MR. MCNEIL: My suggestion for other CCAs is to build your credit package. At Marin Clean Energy, we put together a data room that contained all sorts of pertinent information — the joint powers agreement, all the government documents, all the financial statements — and then constructed a risk profile that can be read and valued by the credit committees and investors who are involved in the process. The easier you can make their jobs, and the clearer the story you can tell about your CCA, the better the odds you will be able to get your deals financed.

MS. MARTINEZ: It was really helpful that both Marin and Sonoma not only were easy to get on the phone with us, but they also answered written questions. There was a nice working relationship.

MR. MCNEIL: The better your credit pack, the less time you will have to spend on the phone answering questions.

MS. WATERS: As was already mentioned, there is a lot of liquidity in the market, which will make lenders more aggressive on pricing. The more lenders there are chasing deals, the more aggressive each bank will have to be to get a piece of any one transaction.

MR. PLAXICO: Great! [Laughter]

MS. BARROW: Siobhan Doherty, tell us more about information sharing. One thing that makes CCAs different from investor-owned utilities is that they are locally-elected government bodies subject to the Brown Act, which is a 1953 statute that guarantees the public’s right to attend and participate in meetings of locally-elected bodies. Can you share a little about Peninsula’s stance on information sharing?

MS. DOHERTY: We share a lot of information. I came from a developer background and that was one of the things that has taken some getting used to. In the developer world, you hold your cards very close to your vest. In the CCA world, almost everything is public. We have monthly board meetings that are open to the public. We publish our agenda a couple days in advance. We publish our slides. We publish our contracts. We can redact certain commercially-sensitive terms. For every CCA, you can go onto its website and get a ton of information.

Similar to what David said, we have created a section of our website with all of our financial documents. We have our quarterly financials going back to the beginning of our launch last year, as well as our joint powers agreement and formative documents.

Unique challenges

MS. BARROW: It takes time for any new business model to be accepted by the financial community. There is a learning curve where lenders struggle to get comfortable with risks.

Let’s talk next about some of the unique challenges in CCA financings — we touched on some already — and also get some lessons from Mustang. Sondra Martinez, are there any key takeaways or pieces of advice you want to share?

MS. MARTINEZ: Sure. Much like Beth Waters mentioned, NORD/LB financed several short-term PPAs with CCAs as part of a package with a long-term utility offtake. We dipped our toes in initially to understand what CCAs are, but it was easy to take the risk because, as Beth mentioned, even if the CCA contracts fell away, we still felt comfortable that our debt would be repaid.

When it came to Mustang, that was completely different. There was no external credit rating. It was really important to our credit guys that we needed to be able to value on a regular basis the creditworthiness of the entity. One reason we were able to do the transaction is we had NORD/LB do its own internal rating of the offtakers.
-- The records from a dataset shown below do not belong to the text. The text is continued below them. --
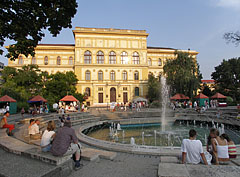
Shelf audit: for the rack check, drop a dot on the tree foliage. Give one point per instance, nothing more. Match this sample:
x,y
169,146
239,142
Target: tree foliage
x,y
227,78
206,90
153,93
183,74
233,37
24,21
22,84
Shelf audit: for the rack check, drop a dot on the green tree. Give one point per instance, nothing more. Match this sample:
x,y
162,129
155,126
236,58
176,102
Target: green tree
x,y
183,74
227,78
24,21
153,93
233,37
206,90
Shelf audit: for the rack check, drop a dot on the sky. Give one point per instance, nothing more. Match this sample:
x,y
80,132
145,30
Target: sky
x,y
180,24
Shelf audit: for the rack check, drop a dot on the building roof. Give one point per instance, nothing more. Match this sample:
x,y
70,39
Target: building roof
x,y
168,48
37,98
218,95
208,81
201,95
7,98
69,98
179,96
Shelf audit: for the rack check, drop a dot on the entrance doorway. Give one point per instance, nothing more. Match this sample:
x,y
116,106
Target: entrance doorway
x,y
100,97
125,98
112,94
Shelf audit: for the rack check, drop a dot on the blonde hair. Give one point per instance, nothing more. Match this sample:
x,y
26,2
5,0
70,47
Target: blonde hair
x,y
51,125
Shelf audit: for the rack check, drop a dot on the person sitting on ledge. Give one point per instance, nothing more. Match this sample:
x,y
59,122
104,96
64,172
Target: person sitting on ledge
x,y
192,149
4,123
34,129
220,149
66,143
48,136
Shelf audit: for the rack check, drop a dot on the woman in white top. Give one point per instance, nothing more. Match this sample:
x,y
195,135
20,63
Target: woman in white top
x,y
220,149
48,136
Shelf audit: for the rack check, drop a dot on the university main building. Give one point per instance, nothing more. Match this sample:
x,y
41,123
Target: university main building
x,y
112,65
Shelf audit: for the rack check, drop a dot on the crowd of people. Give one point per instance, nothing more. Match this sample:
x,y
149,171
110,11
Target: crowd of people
x,y
220,149
62,142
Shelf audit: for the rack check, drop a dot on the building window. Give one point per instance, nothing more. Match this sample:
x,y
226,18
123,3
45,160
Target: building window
x,y
100,75
34,60
100,88
112,75
70,61
136,75
136,58
87,76
100,57
88,91
124,58
124,75
149,62
112,57
20,60
46,60
87,57
136,91
159,62
58,60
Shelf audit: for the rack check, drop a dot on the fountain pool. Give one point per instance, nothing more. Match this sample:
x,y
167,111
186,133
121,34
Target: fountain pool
x,y
151,135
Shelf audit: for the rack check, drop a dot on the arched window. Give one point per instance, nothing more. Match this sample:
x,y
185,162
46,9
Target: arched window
x,y
58,60
149,62
136,91
70,60
100,75
88,91
20,60
34,60
112,57
100,57
87,57
46,60
124,75
159,62
124,58
136,75
87,75
112,75
136,58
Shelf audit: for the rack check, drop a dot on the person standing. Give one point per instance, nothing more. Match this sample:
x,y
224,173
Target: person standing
x,y
192,150
66,143
4,123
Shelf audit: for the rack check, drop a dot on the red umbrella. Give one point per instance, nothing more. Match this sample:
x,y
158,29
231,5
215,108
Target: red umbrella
x,y
37,98
6,98
69,98
201,95
218,95
179,96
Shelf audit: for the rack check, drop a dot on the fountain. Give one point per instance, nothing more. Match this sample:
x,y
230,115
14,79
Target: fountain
x,y
132,141
165,100
119,126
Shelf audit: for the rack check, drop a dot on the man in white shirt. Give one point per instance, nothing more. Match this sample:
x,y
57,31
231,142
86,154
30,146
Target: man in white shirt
x,y
34,129
192,149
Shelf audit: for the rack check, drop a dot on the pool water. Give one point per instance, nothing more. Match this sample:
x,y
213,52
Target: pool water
x,y
152,136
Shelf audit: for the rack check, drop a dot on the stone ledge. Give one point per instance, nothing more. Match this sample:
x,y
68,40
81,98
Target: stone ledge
x,y
172,170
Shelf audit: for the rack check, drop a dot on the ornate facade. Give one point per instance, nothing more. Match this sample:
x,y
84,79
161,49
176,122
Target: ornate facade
x,y
112,65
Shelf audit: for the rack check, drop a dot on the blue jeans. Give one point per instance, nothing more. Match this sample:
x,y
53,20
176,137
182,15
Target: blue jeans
x,y
47,148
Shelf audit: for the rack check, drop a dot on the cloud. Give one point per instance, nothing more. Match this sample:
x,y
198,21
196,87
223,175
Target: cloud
x,y
235,4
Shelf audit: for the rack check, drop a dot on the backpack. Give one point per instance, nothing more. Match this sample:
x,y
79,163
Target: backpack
x,y
2,123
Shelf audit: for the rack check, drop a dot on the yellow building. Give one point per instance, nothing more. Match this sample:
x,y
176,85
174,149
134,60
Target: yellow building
x,y
112,65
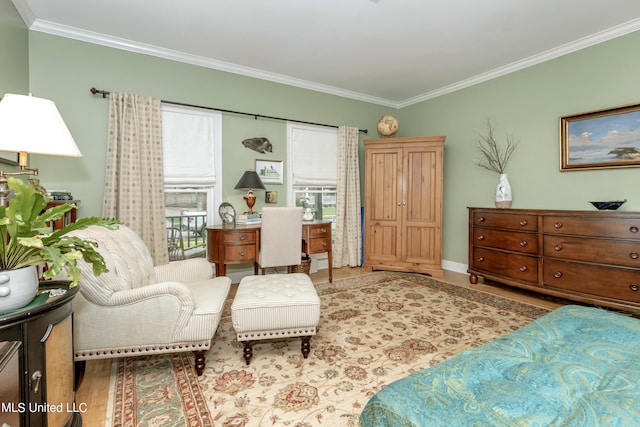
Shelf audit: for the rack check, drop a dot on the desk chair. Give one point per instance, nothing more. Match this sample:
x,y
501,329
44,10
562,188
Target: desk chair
x,y
280,237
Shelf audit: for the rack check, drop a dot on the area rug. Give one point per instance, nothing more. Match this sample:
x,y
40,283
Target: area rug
x,y
373,330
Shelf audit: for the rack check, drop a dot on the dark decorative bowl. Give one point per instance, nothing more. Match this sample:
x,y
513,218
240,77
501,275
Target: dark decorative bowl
x,y
608,206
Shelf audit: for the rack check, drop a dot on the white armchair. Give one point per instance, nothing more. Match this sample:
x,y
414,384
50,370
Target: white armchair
x,y
138,308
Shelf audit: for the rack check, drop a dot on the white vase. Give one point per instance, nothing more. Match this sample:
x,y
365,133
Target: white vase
x,y
17,288
503,192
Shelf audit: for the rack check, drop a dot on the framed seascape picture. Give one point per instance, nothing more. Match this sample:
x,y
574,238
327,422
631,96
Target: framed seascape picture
x,y
269,171
8,158
601,139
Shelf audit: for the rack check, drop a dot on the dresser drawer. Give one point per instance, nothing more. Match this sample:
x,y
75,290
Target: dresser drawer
x,y
621,228
608,282
508,240
240,253
511,221
601,251
239,237
520,267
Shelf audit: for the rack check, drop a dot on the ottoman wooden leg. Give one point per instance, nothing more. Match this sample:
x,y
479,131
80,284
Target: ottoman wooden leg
x,y
247,352
199,361
305,346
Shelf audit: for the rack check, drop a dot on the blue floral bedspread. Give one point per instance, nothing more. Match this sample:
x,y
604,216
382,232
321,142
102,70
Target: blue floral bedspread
x,y
576,366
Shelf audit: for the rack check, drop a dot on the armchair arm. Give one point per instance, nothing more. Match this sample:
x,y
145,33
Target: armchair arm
x,y
131,296
188,270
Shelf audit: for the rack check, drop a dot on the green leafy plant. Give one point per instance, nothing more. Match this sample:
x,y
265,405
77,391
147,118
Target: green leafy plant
x,y
26,239
492,156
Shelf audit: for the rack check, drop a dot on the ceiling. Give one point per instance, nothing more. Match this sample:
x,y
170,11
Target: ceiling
x,y
389,52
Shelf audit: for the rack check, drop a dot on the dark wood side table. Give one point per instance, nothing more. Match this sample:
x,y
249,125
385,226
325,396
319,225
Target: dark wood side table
x,y
44,336
240,244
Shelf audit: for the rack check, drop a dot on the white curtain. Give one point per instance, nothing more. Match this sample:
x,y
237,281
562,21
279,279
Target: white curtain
x,y
134,190
347,249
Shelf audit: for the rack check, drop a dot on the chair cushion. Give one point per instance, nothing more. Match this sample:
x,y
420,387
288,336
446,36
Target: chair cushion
x,y
275,301
127,258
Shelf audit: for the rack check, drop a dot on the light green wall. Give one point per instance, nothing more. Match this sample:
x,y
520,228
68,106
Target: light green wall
x,y
14,51
64,70
528,104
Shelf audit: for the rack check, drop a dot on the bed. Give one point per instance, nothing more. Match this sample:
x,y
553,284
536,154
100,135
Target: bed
x,y
576,366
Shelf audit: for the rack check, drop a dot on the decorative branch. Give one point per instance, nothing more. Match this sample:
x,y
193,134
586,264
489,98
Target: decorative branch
x,y
492,156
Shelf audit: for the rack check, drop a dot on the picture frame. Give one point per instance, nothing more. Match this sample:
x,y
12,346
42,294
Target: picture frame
x,y
270,171
601,139
9,158
271,197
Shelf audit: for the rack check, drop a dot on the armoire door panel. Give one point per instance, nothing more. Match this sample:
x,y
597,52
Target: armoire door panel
x,y
383,242
420,186
383,203
421,244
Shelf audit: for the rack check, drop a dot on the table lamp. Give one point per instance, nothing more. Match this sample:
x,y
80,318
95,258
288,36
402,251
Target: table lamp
x,y
250,181
31,125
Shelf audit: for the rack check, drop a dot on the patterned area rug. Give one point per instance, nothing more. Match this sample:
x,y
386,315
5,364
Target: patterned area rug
x,y
373,329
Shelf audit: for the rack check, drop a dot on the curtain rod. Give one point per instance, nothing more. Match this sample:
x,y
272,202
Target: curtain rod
x,y
104,94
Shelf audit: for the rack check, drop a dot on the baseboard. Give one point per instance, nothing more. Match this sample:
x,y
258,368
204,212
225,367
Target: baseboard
x,y
322,263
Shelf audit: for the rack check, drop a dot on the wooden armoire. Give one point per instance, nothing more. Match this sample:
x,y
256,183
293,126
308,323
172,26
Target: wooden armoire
x,y
403,204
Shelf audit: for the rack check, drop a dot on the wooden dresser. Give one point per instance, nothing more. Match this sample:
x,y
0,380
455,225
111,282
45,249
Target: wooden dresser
x,y
587,256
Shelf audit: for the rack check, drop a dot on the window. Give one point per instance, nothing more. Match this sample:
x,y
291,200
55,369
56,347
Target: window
x,y
192,151
313,164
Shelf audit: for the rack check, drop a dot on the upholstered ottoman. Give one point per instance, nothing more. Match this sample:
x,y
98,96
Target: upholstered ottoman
x,y
275,306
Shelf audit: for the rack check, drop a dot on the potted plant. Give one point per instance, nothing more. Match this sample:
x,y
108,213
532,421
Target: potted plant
x,y
27,241
495,158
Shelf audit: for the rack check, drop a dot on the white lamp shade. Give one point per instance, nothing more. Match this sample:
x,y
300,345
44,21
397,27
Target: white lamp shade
x,y
34,125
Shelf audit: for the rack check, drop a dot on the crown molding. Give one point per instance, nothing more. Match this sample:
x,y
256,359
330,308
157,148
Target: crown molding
x,y
548,55
132,46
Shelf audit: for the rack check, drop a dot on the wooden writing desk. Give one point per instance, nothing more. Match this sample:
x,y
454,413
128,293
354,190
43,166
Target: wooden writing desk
x,y
240,244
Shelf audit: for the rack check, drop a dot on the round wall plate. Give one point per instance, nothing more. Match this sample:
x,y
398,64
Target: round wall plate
x,y
227,213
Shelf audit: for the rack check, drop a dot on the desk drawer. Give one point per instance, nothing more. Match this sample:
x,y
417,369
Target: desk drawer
x,y
322,230
240,253
609,282
511,221
508,240
601,251
239,236
622,228
520,267
319,245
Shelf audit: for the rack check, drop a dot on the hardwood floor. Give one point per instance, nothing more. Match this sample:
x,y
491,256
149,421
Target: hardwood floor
x,y
94,389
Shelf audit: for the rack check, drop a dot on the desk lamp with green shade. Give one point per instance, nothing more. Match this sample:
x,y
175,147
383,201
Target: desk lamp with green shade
x,y
250,181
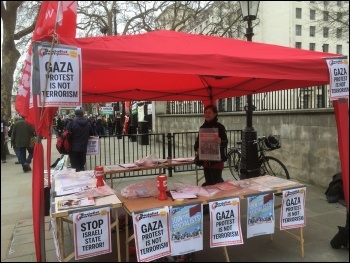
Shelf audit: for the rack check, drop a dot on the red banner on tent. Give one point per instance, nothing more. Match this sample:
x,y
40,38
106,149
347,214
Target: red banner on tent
x,y
55,18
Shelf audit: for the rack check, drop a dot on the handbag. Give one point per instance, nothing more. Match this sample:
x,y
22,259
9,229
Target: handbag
x,y
197,161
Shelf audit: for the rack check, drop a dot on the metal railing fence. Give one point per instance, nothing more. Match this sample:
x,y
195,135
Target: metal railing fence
x,y
303,98
121,149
We needed the financials to do that.

It was important for us to put into our credit documentation that we would receive quarterly unaudited and annual audited financial statements so that we can monitor whether the financial health of the CCA is deteriorating. That was a driver of structural mitigants, such as a blocking of cash, cash sweeps and things like that.

As a lender, you worry about long-term creditworthiness. You can diligence all you want, but if you start to see the credit deteriorating, you want to be repaid faster or you want the sponsor to step up and right size the loan or you want to do something to make it painful enough to the sponsor and its return that it will help solve the problem on the financing side.

We compared the PPA price to potential merchant curves, things of that sort, but you also have to believe that the regulators are going to stay out of the way and let CCAs develop.

MR. PLAXICO: We constructed Mustang using a different type of financing, and then we refinanced that later. What Sondra did not mention in her timeline of February to July 2016 is that Recurrent had already been talking to more than 20 banks before her timeline started. Most gave a thumbs down due to lack of a credit rating.

MS. BARROW: Magali Cohen, any thoughts?

MS. COHEN: A critical element for us was to make sure that the value proposition to customers would be sustainable and to ensure that the CCAs had an adequate power procurement and operating reserve strategy. We spent a lot of time analyzing the counterparty risk. Investec is used to financing complex transactions that may include unrated offtakers, but we need quarterly financial statements and historical operating data. We read the information that the CCAs provided on their websites to be able to understand their business strategies and the regulatory framework they operate under. We evaluated the CCAs’ financial and operating performance to establish an internal rating.

MS. MARTINEZ: It is a long-term partnership, right? We are looking at long-term amortization profiles for the debt.

MR. MCNEIL: Marin Clean Energy has a reserve policy that is helpful. We accumulate surpluses over time in order to build balance sheet strength. It sends an important message to lenders in terms of strategic direction and the capital structure of the business.

I encourage CCAs that do not have reserve policies to develop one. We take an approach of contributing a percentage — in our case, 4% — of our annual revenues to reserves, so that’s the amount of our annual surplus. It is predictable. You can see the growth over time.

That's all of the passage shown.